Modeling the crashworthiness analysis of functional graded strength thin-walled structure with phenomenological GISSMO model

In this paper, the phenomenological generalized incremental stress–strain model (GISSMO) is investigated to predict the damage-mechanical behavior of the quenched boron steel. Four fracture strain vs . stress triaxiality hyperbolic curves of quenched boron steels with different hardness are established employing a hybrid experimental–numerical method, and the corresponding damage parameters m and n are further identified by the FE inverse method using a multi-objective particle swarm optimization algorithm (MOPSO). Subsequently, a tailored partial quenching process is employed to fabricate the two-segment functional graded strength (FGS) and the uniform strength (US) hat-shaped structures, and their experimental and simulated crashworthiness is further investigated to validate the effectiveness of the established GISSMO model. Compared to the simulation with the failure plastic strain and the simulation without damage model, simulated results with GISSMO model of US structure match the best with the experimental result in terms of both deformation mode and force vs. deformation curve. And the error of SEA is no more than 6%. Results of the FGS structure also demonstrated a good consistency between simulation with GISSMO model and the experiment. In terms of SEA and CFE , the predicted accuracy was improved from 13.437%, 23.404% to 9.140%, 6.687%, respectively by adding the GISSMO model in simulation.
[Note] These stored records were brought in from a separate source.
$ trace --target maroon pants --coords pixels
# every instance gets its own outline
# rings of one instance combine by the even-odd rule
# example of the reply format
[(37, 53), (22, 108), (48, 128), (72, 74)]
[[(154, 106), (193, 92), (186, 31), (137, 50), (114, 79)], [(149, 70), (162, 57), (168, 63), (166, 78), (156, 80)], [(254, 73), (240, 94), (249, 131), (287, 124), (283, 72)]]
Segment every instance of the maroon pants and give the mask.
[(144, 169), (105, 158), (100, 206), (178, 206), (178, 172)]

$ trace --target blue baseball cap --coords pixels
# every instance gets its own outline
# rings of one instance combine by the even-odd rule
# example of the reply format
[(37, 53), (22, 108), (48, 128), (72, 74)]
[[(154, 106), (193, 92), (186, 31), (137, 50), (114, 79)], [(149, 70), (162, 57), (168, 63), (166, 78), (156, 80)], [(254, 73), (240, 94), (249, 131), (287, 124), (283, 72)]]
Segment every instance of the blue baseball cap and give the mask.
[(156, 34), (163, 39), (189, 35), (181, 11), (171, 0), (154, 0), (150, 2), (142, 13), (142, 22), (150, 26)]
Thus, it indicates that modeling with the GISSMO model is highly adequate to predict the crashworthiness of the quenched boron steel for both US and tailored FGS structures. • A feasible process is developed to fabricate a tailored channel structure. • A 3D hardness/QT-plastic strain–stress surface for quenched 22MnB5 is established. • GISSMO model is successfully identified by a hybrid experimental–numerical method. • Numerical accuracy of the crushed channels was increased by using GISSMO model.